Шаркая тапками по паркету (тапки из войлока, пол вощён) ходит уборщица тетя Света, думает, что бы убрать ещё. Тряпки и ведра — её дружина. Веник — почти командир полка. Ей бы в Анапу, да больно жирно. Вот и работает здесь пока. Сыну — наушники, дочке — дреды. Мужу — кроссовки, штаны, ремень. Гордо на стенах висят портреты. Вот на портрете барон. Кремень. Челюсть квадратная, взгляд суровый. Правда, излишне барон усат. В принципе, вылитый участковый, если б не умер сто лет назад. Вот человек без стыда и чести. Хитрый правитель, откуда честь. Вот куртизанка. В шестом подъезде, кстати, своя куртизанка есть. Так и написано: Ленка — дама многих разбитых мужских сердец. Вот гугенот на стене Потсдама. Сразу заметно — коварный льстец.
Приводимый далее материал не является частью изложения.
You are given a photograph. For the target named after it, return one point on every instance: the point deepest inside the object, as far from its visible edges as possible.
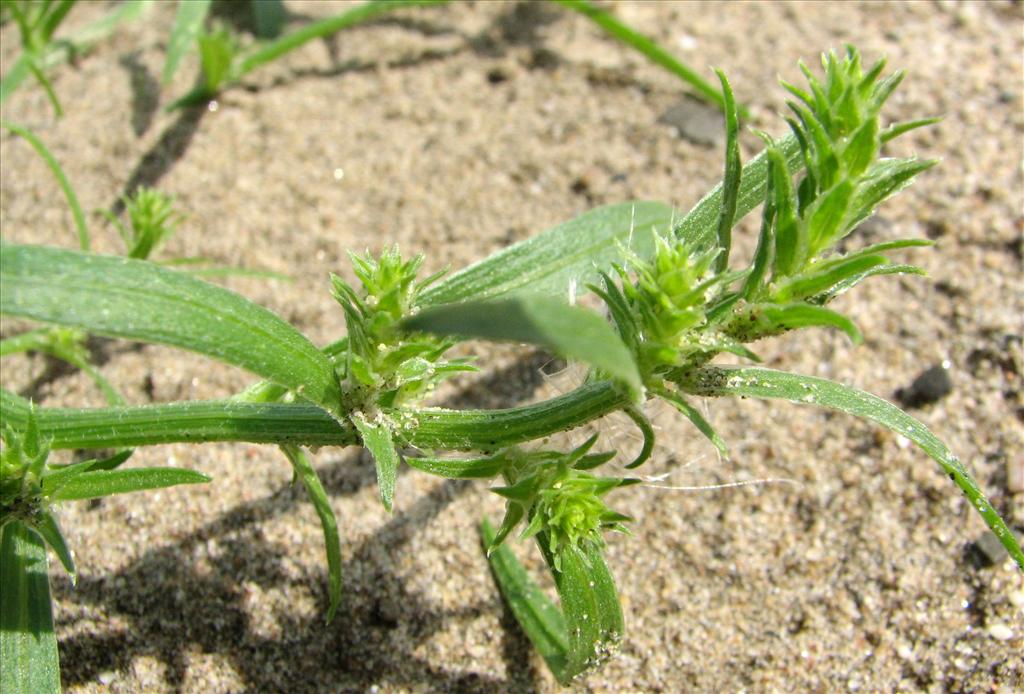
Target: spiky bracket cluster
(30, 485)
(555, 495)
(679, 309)
(385, 366)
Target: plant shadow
(189, 598)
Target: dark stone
(931, 386)
(497, 75)
(987, 551)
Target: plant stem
(308, 425)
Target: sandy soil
(458, 130)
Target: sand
(454, 131)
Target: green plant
(38, 20)
(225, 61)
(675, 304)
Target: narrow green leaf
(651, 50)
(268, 16)
(816, 283)
(187, 25)
(875, 249)
(788, 316)
(766, 247)
(862, 148)
(571, 255)
(429, 428)
(565, 256)
(790, 247)
(29, 660)
(897, 129)
(883, 180)
(52, 17)
(46, 526)
(539, 617)
(698, 421)
(139, 300)
(826, 215)
(66, 187)
(590, 606)
(850, 283)
(754, 382)
(569, 331)
(56, 52)
(646, 429)
(96, 483)
(216, 51)
(329, 522)
(730, 181)
(454, 468)
(377, 438)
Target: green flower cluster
(560, 502)
(385, 366)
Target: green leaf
(590, 606)
(267, 52)
(217, 50)
(853, 282)
(29, 660)
(825, 216)
(788, 316)
(329, 522)
(139, 300)
(46, 526)
(187, 25)
(573, 253)
(883, 180)
(790, 244)
(815, 283)
(539, 617)
(56, 52)
(754, 382)
(377, 438)
(698, 421)
(429, 428)
(96, 483)
(733, 171)
(651, 50)
(589, 625)
(268, 16)
(559, 258)
(897, 129)
(66, 186)
(454, 468)
(569, 331)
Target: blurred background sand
(454, 131)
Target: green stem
(290, 42)
(308, 425)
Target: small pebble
(931, 386)
(987, 551)
(696, 122)
(1000, 632)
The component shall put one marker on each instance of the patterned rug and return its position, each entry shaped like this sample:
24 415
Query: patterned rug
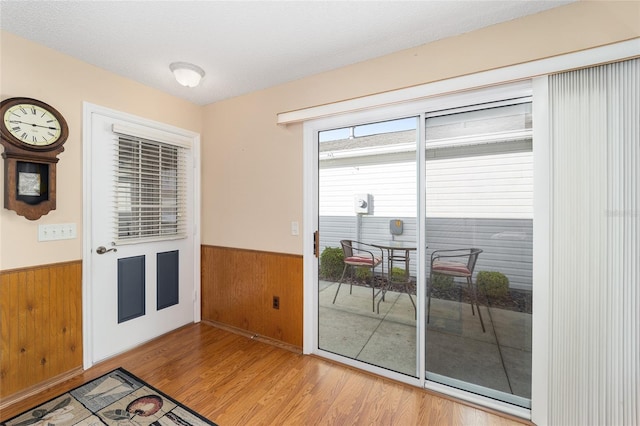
117 398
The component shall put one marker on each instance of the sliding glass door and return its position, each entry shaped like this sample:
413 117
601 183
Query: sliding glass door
425 243
479 227
367 198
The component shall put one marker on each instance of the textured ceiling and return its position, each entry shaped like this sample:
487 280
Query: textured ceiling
244 46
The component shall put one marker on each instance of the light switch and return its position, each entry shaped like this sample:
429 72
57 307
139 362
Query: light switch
60 231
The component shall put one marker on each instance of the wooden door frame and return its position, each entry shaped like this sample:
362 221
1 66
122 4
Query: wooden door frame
87 243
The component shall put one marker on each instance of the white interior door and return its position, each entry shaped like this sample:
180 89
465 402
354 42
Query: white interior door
142 280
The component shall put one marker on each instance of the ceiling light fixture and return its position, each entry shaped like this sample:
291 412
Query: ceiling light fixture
187 74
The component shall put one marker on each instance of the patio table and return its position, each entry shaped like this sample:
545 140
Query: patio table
397 251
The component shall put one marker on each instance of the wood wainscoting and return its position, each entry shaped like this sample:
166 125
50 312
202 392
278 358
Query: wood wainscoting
238 287
40 324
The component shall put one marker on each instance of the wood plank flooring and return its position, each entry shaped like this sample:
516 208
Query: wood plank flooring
235 380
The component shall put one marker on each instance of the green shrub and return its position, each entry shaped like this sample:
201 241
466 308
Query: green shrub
331 263
442 282
494 285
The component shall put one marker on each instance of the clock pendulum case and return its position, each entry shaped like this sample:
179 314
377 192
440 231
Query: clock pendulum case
32 133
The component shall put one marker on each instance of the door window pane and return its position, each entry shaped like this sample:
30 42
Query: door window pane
367 226
479 208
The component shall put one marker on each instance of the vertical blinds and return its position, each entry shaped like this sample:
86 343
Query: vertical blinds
594 293
150 190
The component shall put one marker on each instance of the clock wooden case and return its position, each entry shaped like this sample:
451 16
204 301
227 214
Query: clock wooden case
32 133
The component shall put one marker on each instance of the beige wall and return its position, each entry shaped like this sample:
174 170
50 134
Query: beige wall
32 70
251 168
253 175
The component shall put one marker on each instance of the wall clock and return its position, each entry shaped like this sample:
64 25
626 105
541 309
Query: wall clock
32 133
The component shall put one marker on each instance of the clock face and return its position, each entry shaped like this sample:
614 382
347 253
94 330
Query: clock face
32 124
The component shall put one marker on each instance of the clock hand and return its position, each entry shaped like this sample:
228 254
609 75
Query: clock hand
34 125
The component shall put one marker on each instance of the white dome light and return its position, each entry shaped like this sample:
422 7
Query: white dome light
187 74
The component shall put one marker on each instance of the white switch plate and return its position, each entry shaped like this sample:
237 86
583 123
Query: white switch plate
59 231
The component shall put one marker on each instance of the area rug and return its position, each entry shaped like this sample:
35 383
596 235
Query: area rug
117 398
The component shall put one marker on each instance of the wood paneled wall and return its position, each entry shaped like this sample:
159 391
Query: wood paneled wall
238 287
40 324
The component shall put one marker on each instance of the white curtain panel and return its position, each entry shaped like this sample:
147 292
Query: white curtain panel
595 272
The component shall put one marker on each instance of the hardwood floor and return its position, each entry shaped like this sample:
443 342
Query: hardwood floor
235 380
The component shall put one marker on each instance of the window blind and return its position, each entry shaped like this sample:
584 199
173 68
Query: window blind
594 293
149 190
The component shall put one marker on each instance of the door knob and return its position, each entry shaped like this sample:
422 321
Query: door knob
103 250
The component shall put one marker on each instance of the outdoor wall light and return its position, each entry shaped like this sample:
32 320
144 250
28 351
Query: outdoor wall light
187 74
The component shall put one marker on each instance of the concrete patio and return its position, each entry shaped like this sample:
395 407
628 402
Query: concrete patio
457 348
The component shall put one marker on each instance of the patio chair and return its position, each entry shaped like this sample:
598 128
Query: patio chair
358 254
456 263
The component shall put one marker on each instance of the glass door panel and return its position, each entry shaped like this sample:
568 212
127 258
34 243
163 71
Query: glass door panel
367 188
479 223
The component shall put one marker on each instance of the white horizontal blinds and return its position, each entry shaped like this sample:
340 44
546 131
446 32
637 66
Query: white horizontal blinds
595 271
150 190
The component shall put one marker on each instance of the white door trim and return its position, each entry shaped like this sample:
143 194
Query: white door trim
87 243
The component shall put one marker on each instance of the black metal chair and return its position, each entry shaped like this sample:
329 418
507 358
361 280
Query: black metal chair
456 263
360 255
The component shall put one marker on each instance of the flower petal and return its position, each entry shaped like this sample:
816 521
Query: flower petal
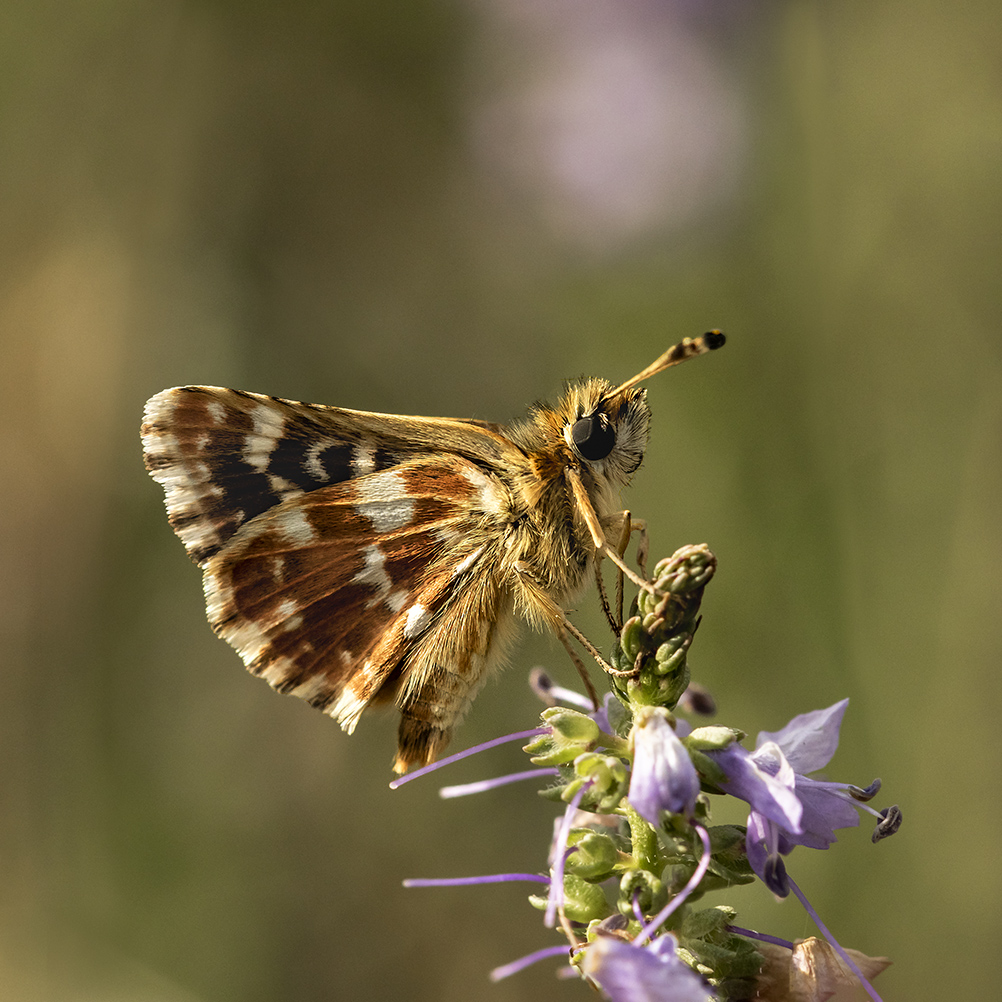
810 739
663 777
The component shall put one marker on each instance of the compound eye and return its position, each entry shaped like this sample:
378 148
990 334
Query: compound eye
593 437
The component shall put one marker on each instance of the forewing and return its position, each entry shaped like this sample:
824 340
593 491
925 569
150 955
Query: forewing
330 593
223 457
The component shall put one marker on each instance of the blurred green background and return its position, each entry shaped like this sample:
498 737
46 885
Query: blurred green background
448 208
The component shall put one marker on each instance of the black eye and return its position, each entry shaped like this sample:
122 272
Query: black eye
593 437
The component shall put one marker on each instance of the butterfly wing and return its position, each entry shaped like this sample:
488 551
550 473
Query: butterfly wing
345 562
224 456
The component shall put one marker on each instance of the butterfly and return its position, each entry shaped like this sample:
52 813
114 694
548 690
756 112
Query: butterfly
356 559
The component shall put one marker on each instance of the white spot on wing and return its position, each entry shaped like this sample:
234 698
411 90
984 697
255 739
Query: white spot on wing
364 460
295 526
374 574
347 708
382 498
418 620
491 498
314 466
269 427
216 412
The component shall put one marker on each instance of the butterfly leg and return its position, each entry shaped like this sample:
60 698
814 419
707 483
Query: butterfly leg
598 539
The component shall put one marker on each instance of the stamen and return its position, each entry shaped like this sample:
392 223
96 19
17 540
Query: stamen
518 735
555 898
465 789
764 937
846 959
517 965
469 881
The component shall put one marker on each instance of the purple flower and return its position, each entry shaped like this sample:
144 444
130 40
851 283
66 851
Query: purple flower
663 777
652 973
788 808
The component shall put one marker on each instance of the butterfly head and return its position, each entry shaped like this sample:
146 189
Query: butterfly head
606 431
607 427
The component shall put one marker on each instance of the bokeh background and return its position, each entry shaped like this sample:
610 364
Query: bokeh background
449 207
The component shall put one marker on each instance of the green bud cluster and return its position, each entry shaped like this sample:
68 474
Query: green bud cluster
654 640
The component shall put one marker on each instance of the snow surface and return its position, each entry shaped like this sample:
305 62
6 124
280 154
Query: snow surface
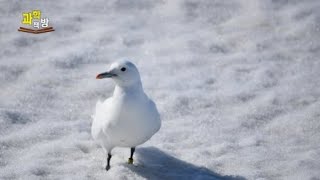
237 85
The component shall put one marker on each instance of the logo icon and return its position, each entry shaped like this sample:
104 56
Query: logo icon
34 20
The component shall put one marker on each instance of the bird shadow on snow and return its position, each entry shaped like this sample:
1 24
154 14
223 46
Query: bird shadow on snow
156 164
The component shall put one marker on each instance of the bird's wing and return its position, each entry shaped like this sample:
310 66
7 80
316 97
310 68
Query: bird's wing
100 117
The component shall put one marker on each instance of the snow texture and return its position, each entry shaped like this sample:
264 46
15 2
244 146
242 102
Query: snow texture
237 84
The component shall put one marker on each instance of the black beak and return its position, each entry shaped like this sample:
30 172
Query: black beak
105 75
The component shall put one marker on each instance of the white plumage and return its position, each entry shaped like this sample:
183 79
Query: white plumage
128 118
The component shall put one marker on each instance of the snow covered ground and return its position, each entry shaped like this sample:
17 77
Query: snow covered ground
237 84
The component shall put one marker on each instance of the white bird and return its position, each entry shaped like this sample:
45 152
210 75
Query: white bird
128 118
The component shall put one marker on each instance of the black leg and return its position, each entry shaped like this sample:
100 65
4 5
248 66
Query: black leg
108 162
130 161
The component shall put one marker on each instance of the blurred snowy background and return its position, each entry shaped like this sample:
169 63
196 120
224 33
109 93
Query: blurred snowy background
237 83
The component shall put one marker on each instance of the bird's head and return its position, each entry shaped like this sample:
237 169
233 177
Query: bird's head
124 73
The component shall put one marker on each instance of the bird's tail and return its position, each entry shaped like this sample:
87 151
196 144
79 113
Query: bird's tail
98 107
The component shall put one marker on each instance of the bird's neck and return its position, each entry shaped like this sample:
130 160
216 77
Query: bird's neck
135 89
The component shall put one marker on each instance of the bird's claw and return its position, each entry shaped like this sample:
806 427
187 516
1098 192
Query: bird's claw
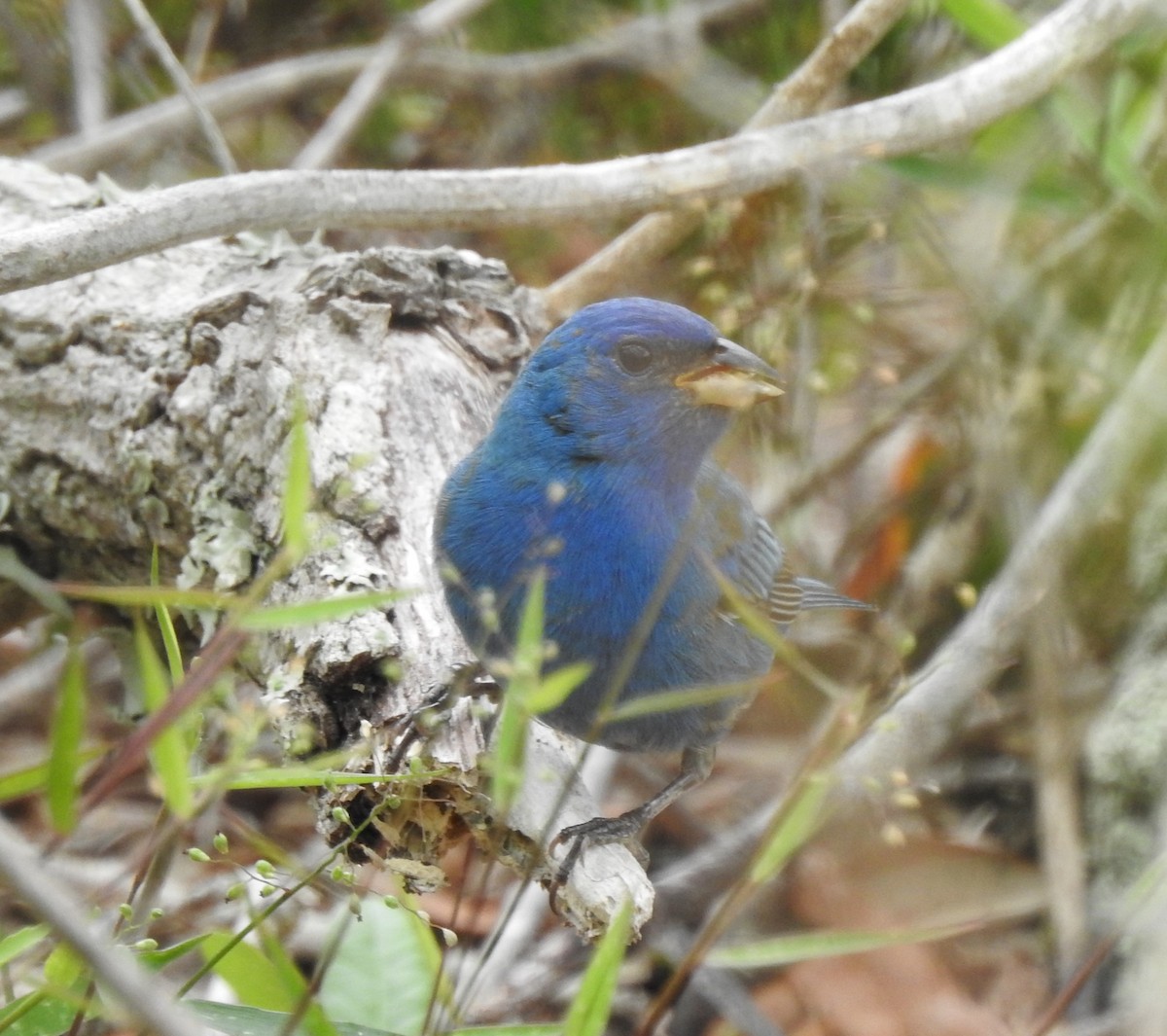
598 831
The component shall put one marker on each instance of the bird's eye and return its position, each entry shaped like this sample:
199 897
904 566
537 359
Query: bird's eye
634 357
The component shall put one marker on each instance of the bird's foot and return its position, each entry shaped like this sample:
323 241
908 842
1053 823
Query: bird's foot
624 829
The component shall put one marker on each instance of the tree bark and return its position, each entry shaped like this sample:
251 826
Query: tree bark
150 404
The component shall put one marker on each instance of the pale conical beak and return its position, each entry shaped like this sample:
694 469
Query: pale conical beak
734 378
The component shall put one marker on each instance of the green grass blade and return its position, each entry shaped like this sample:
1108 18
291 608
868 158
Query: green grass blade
306 613
592 1006
21 941
991 23
149 596
298 486
166 627
785 949
68 730
168 755
804 817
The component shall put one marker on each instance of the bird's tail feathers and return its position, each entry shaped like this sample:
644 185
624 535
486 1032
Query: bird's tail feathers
817 594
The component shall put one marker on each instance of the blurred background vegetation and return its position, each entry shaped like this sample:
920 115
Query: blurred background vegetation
967 315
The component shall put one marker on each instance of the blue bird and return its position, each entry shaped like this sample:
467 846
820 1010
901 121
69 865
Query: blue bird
596 473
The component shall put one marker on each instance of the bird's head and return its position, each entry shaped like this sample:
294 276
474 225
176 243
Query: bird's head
636 378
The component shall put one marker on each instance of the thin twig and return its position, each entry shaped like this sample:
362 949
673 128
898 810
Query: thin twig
796 97
87 52
439 68
910 121
143 994
178 74
929 714
391 53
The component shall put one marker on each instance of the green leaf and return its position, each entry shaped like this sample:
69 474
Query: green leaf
237 1019
21 941
802 821
149 596
507 753
306 613
166 627
68 728
991 23
298 487
552 689
168 754
389 943
783 949
592 1006
35 778
168 954
313 1018
511 1030
36 1014
306 776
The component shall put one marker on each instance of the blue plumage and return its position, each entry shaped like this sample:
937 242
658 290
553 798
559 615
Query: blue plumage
598 469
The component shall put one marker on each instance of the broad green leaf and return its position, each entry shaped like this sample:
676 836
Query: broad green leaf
168 754
783 949
63 967
306 613
20 941
68 728
592 1006
396 946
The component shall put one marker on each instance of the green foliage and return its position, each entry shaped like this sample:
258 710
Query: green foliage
592 1006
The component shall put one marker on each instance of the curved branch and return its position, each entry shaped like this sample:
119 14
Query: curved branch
797 95
908 122
439 66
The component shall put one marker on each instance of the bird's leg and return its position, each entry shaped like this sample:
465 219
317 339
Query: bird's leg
695 763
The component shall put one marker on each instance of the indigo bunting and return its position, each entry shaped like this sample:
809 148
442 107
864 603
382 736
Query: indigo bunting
596 474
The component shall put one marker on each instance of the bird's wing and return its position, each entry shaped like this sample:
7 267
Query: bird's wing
747 552
739 543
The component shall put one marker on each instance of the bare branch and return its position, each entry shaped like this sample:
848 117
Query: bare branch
922 721
143 994
796 97
390 54
908 122
441 68
87 53
178 74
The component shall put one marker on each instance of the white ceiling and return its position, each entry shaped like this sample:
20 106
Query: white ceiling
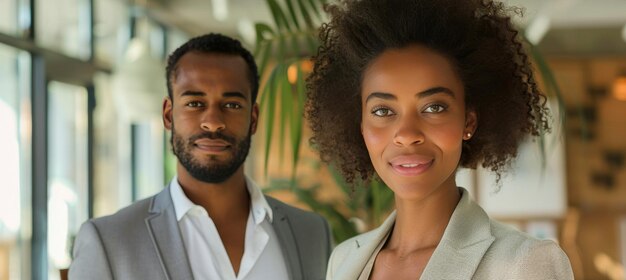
196 16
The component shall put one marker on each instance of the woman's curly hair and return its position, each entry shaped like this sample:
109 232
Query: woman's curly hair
481 43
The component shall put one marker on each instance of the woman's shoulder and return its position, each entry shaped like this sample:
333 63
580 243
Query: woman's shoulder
517 255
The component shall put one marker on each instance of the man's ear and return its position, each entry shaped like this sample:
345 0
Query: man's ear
167 113
254 118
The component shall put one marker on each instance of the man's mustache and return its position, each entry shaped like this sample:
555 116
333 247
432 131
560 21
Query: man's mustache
213 136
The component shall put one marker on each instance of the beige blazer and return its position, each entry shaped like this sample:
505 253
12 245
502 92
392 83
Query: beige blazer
472 247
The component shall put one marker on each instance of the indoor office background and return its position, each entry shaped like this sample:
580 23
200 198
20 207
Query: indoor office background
81 86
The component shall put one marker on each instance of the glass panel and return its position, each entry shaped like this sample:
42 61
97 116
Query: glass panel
64 25
67 174
175 39
15 162
147 173
110 29
8 16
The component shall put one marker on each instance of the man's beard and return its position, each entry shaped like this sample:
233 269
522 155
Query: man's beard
210 172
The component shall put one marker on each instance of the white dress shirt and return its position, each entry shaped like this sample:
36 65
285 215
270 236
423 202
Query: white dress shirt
262 257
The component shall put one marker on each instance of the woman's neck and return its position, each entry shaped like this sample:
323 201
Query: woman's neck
421 224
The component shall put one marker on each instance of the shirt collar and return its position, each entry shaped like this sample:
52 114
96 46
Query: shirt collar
259 206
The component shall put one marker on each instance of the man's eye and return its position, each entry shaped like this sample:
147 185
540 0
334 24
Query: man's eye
435 108
194 104
382 112
233 106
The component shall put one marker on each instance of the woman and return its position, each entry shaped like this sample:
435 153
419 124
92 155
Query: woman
406 92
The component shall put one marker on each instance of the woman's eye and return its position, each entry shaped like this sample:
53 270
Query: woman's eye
194 104
382 112
233 106
435 108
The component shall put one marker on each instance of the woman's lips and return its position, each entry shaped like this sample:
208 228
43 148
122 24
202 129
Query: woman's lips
411 165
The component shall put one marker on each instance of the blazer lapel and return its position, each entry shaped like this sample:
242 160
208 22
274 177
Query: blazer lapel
361 249
165 236
465 240
287 240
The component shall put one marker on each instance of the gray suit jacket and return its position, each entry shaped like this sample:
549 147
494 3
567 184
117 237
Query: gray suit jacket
472 247
143 241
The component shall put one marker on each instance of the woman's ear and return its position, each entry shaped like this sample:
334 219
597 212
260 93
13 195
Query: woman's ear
471 121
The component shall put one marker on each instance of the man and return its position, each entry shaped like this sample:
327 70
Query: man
211 222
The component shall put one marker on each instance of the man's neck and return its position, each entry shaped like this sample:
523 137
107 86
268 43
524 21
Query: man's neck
225 201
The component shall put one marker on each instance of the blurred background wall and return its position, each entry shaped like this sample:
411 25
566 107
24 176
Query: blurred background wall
81 86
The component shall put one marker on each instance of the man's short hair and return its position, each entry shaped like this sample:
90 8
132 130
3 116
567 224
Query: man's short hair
213 43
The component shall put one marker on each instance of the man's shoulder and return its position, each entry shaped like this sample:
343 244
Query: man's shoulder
289 210
126 216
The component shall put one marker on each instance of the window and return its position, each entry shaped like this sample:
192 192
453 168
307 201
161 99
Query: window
15 162
67 171
65 26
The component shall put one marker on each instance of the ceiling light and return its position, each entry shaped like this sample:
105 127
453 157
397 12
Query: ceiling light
619 88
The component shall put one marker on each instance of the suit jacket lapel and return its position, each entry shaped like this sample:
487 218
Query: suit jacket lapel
465 240
165 236
287 240
361 249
Девочка с пряником, мальчик с плетью. Вот шахматисты играют блиц. Мимо минуты летят, столетья. Света охоча до разных лиц. Кланяясь каждому господину, мысленно взвесив в руке ядро, смотрит уборщица на картину и задевает ногой ведро.
Горе уборщице тете Свете. Горе любому, кто слеп и глух.
Шторм надвигается. Хлещет ветер. Рыжая Сью проклинает вслух боцмана, дьявола, юнгу, кока. Над головами грохочет гром. В трюме сушеные листья коки и контрабандный ямайский ром. Пить будем после, сейчас за дело. Дело, пираты, важнее слов. Дева Мария, куда глядела? Надо же было набрать ослов, как управляться с безумной бандой?
Бочки катаются, как горох. Рыжая Сью дорожит командой. Рожи, конечно, избави бог. Эта вот рожа. И эта тоже. Как же мне нравится это всё. Сью напоследок орет истошно: дурень, ослеп, на скалу несёт.
Мир возвращается постепенно в прежнее русло, привычный лад. Света бегом вытирает пену. Синий, как море, ее халат. Ходит халат по притихшим залам, Светой заполненный вглубь и вширь. Это не Света узлы вязала, это у Сью долгота души.
Света для чая находит чашку, думает: выдержу, устою. Кто-то отправил вчера тельняшку Светке-уборщице. Рыжей Сью.